Caution: This post may contain some Lost spoilers. If you aren't caught up with Season 3 (that means you, Advagounoush), you will want to avert your eyes from the humorous post below. This post was also assembled on the same line that handles peanuts and other nut-like products. Tread carefully.

After I purchased my sleek sexy new laptop computer with a 17" screen, it ended up not fitting into the old laptop case, as I had suspected. It was the classic rectangular peg into a square hole conundrum... or some such.
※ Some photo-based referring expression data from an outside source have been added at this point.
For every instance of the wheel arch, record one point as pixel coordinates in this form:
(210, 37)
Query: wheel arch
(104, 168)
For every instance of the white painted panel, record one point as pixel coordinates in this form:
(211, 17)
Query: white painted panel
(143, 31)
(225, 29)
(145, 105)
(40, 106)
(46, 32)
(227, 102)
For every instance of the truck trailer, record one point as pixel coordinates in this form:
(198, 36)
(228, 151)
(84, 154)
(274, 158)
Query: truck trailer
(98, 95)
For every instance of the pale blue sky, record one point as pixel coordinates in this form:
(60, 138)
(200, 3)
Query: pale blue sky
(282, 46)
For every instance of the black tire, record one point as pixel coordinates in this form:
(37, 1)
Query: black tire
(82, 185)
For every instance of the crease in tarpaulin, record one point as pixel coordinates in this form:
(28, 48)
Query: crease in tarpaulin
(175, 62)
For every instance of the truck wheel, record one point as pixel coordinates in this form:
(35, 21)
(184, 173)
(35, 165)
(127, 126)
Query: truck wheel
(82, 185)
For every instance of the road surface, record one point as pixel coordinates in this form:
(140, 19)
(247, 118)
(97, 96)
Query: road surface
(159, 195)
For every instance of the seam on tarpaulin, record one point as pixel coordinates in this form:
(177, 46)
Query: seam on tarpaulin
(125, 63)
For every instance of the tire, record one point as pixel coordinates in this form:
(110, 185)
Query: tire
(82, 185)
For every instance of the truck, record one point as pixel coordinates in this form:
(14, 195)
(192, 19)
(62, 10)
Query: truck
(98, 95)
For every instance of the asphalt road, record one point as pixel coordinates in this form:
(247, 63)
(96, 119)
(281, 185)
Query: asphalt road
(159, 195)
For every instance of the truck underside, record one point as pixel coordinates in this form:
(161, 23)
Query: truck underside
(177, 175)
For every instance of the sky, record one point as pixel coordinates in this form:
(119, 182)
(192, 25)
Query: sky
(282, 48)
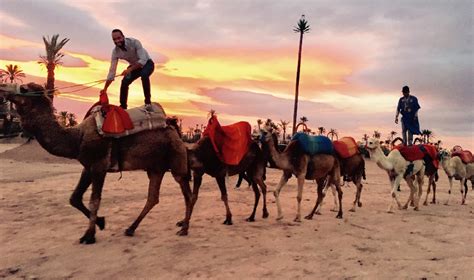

Back to CompUSA I travel for a new bag. Let me just say that this industry is a money-making scamfest of highwayrobbery and jackdaw theivery. These computer bags cost kooky mad skrilla! It's a bigger heistjob than computer cables! It's like the $20 CD scandal of the 90's. Serially, you guys.

Anway, as I'm doing my shopping with my good friend Cliff Bigtime, this salesguy comes over to chat us up. We're riffing about the prices and the cutsie computer totes with pink accents, etc. The Salesguy asks me if I'm using the new lappy for business purposes, and I said, yes actually. And he's all, how's about a jiggy lil biz discount? And I'm all, heckyes!

Somewhere along the way, I realize this guy is a spot-on ringer for this creepy character on the TV series, Lost. A slow tingle ran up my spine. I'm being helped by Henry Gale!!! I'm being helped by one of The Others!!!

Cliff can back me up on this (that is, if you actually knew him). He had the same eyes, facial features, and very similar hair. Okay, he didn't have the bruises and cuts, but I think I've solved one of the island's mysteries. Henry somehow escapes to Ohio (via a pneumatic air tube?) to work as a CompUSA Business Retail Manager. I took my business discount, never revealing to him that I was actually not an Other as he thought I was. But as Cliff put it, I don't want to be thrown in a cage and fed fish biscuits either.

I wish he would have asked me to enter "the numbers" on my credit card. Too bad my number doesn't contain 4815162342... (sigh)

And if you didn't understand a word of this post, just laugh because it's funny, and be genuinely creeped out by the creepiness of Henry Gale.